Italian — Wikilangs Models

Open-source tokenizers, n-gram & Markov language models, vocabulary stats, and word embeddings trained on Italian Wikipedia by Wikilangs.

🌐 Language Page · 🎮 Playground · 📊 Full Research Report

Language Samples

Example sentences drawn from the Italian Wikipedia corpus:

Eventi, invenzioni e scoperte Personaggi nasce Dante Alighieri Altri progetti 07

Eventi, invenzioni e scoperte Periodo della Grande carestia del Personaggi Giovanni Boccaccio nasce nel luglio Altri progetti 02

Eventi, invenzioni e scoperte Fine della cattività avignonese A Vicenza venne sparato il primo fuoco d'artificio Europeo. Personaggi Altri progetti 08

Eventi, invenzioni e scoperte Personaggi ... Altri progetti 09

Eventi, invenzioni e scoperte Viene inventato il Lapis Benjamin Franklin inventa il Parafulmine.

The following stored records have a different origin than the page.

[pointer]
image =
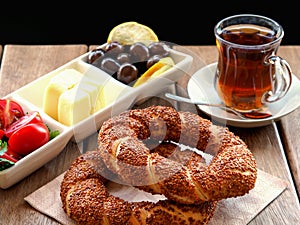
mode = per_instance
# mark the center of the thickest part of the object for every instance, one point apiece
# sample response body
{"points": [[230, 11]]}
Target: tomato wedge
{"points": [[10, 111], [28, 138], [31, 117]]}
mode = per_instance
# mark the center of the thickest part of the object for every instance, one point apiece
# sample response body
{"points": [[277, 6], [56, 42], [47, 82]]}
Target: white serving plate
{"points": [[30, 97]]}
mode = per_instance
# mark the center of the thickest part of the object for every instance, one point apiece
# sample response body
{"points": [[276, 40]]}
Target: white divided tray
{"points": [[30, 97]]}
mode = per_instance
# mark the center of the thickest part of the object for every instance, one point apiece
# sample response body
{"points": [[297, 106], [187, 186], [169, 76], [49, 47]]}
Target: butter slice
{"points": [[74, 105], [92, 88], [58, 84], [108, 94]]}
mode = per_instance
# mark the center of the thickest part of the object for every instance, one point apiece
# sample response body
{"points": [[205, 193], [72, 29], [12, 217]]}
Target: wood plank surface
{"points": [[289, 126], [22, 64]]}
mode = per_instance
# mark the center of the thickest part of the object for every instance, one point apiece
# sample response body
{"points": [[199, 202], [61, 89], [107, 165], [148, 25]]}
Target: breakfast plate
{"points": [[121, 97], [201, 88]]}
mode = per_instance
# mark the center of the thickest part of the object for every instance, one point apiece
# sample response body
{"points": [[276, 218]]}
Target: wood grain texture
{"points": [[23, 64]]}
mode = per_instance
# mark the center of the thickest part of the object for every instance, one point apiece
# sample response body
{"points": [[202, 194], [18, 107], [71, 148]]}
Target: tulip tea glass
{"points": [[249, 73]]}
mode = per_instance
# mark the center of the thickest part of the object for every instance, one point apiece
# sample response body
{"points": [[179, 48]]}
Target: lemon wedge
{"points": [[128, 33], [155, 70]]}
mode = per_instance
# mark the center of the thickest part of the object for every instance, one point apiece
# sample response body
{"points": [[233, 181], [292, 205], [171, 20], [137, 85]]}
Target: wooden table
{"points": [[275, 146]]}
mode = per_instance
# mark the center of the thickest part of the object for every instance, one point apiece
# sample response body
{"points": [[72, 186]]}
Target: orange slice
{"points": [[128, 33]]}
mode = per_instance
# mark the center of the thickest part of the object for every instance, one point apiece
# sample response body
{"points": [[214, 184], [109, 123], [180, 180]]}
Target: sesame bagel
{"points": [[122, 144], [86, 199]]}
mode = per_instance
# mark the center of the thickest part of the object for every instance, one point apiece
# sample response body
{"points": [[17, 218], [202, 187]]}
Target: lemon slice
{"points": [[128, 33], [155, 70]]}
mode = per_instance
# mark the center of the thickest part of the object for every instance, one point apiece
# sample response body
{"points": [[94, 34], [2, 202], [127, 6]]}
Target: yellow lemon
{"points": [[155, 70], [128, 33]]}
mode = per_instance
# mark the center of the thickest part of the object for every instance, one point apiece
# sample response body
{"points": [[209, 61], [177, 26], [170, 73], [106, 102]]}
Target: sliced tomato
{"points": [[31, 117], [2, 132], [10, 111], [5, 154], [28, 138]]}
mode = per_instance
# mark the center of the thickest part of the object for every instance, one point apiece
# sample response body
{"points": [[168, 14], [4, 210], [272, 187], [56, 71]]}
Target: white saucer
{"points": [[201, 88]]}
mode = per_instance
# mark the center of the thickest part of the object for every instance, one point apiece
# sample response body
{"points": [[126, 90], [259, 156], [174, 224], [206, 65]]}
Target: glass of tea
{"points": [[249, 74]]}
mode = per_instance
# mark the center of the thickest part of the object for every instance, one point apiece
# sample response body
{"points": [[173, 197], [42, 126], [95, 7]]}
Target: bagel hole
{"points": [[132, 194], [170, 149]]}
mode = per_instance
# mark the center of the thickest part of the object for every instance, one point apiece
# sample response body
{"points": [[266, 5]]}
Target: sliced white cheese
{"points": [[74, 105], [92, 88], [58, 84], [108, 94]]}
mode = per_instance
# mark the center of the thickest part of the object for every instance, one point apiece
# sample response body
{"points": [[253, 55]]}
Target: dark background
{"points": [[187, 23]]}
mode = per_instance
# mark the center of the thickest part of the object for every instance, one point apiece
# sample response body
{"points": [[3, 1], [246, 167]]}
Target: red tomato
{"points": [[9, 111], [31, 117], [29, 138]]}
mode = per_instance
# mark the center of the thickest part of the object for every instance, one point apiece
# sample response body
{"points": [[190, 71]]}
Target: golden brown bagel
{"points": [[86, 200], [232, 171]]}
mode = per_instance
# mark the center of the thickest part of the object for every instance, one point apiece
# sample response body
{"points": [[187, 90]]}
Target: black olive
{"points": [[95, 54], [127, 73], [123, 57], [109, 65], [158, 48], [113, 49], [153, 59], [139, 52]]}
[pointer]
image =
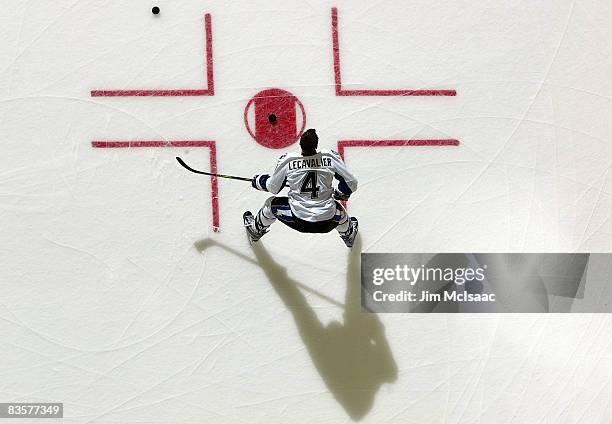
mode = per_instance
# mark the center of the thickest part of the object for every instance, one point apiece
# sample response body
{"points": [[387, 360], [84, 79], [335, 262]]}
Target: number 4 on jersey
{"points": [[310, 185]]}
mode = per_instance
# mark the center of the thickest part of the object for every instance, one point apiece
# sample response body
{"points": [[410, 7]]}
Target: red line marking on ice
{"points": [[338, 79], [209, 91], [343, 144], [214, 185]]}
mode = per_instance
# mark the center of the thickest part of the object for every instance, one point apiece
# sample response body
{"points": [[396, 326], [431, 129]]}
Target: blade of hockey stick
{"points": [[195, 171]]}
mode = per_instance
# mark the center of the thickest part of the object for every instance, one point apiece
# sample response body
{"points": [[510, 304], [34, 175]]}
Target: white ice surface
{"points": [[109, 306]]}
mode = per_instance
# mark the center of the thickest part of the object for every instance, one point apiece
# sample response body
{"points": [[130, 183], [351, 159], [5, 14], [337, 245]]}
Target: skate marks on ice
{"points": [[352, 357]]}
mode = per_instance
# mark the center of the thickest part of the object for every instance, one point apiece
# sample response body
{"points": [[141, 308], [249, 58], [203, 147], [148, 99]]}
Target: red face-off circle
{"points": [[276, 118]]}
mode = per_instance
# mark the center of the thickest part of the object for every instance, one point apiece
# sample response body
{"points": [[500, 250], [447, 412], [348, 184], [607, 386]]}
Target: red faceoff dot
{"points": [[275, 116]]}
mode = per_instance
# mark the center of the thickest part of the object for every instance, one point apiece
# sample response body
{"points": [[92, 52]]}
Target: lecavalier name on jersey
{"points": [[317, 162]]}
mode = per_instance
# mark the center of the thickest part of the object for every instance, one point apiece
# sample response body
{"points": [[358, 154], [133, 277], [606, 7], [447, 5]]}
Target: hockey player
{"points": [[312, 204]]}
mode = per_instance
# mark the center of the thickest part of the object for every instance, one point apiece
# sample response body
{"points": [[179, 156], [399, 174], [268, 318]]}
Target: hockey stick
{"points": [[231, 177]]}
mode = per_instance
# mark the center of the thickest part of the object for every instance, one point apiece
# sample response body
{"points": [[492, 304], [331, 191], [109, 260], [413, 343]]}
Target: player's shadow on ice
{"points": [[353, 357]]}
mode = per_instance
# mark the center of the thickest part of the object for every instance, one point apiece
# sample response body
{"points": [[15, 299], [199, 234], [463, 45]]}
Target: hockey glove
{"points": [[259, 182], [338, 195]]}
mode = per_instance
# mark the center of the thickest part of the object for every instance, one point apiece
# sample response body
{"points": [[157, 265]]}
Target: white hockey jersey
{"points": [[310, 180]]}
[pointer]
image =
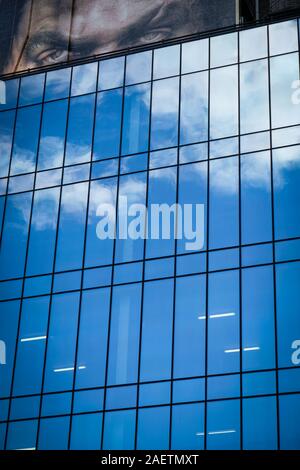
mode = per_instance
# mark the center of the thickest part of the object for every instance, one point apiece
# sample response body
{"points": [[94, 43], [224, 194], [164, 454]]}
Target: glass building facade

Personaggi Wolfgang Amadeus Mozart Altri progetti 06

Quick Start

Load the Tokenizer

import sentencepiece as spm

sp = spm.SentencePieceProcessor()
sp.Load("it_tokenizer_32k.model")

text = "Eventi, invenzioni e scoperte Viene inventato il Lapis Benjamin Franklin inventa"
tokens = sp.EncodeAsPieces(text)
ids    = sp.EncodeAsIds(text)

print(tokens)  # subword pieces
print(ids)     # integer ids

# Decode back
print(sp.DecodeIds(ids))

Tokenization examples (click to expand)

Sample 1: Eventi, invenzioni e scoperte Viene inventato il Lapis Benjamin Franklin inventa…

Vocab	Tokens	Count
8k	`▁eventi , ▁invenzioni ▁e ▁scoperte ▁viene ▁inv entato ▁il ▁la … (+29 more)`	39
16k	`▁eventi , ▁invenzioni ▁e ▁scoperte ▁viene ▁inventato ▁il ▁la pis … (+21 more)`	31
32k	`▁eventi , ▁invenzioni ▁e ▁scoperte ▁viene ▁inventato ▁il ▁la pis … (+17 more)`	27
64k	`▁eventi , ▁invenzioni ▁e ▁scoperte ▁viene ▁inventato ▁il ▁la pis … (+17 more)`	27

Sample 2: Eventi, invenzioni e scoperte Roma - Inaugurazione del Colosseo Personaggi 81 Ro…

Vocab	Tokens	Count
8k	`▁eventi , ▁invenzioni ▁e ▁scoperte ▁roma ▁- ▁inaugu razione ▁del … (+19 more)`	29
16k	`▁eventi , ▁invenzioni ▁e ▁scoperte ▁roma ▁- ▁inaugu razione ▁del … (+19 more)`	29
32k	`▁eventi , ▁invenzioni ▁e ▁scoperte ▁roma ▁- ▁inaugurazione ▁del ▁colo … (+18 more)`	28
64k	`▁eventi , ▁invenzioni ▁e ▁scoperte ▁roma ▁- ▁inaugurazione ▁del ▁colosseo … (+16 more)`	26

Sample 3: Eventi, invenzioni e scoperte Fine della cattività avignonese A Vicenza venne sp…

Vocab	Tokens	Count
8k	`▁eventi , ▁invenzioni ▁e ▁scoperte ▁fine ▁della ▁ca tti vità … (+23 more)`	33
16k	`▁eventi , ▁invenzioni ▁e ▁scoperte ▁fine ▁della ▁ca ttività ▁avi … (+22 more)`	32
32k	`▁eventi , ▁invenzioni ▁e ▁scoperte ▁fine ▁della ▁ca ttività ▁avi … (+22 more)`	32
64k	`▁eventi , ▁invenzioni ▁e ▁scoperte ▁fine ▁della ▁cattività ▁avignon ese … (+18 more)`	28

Load Word Embeddings

from gensim.models import KeyedVectors

# Aligned embeddings (cross-lingual, mapped to English vector space)
wv = KeyedVectors.load("it_embeddings_128d_aligned.kv")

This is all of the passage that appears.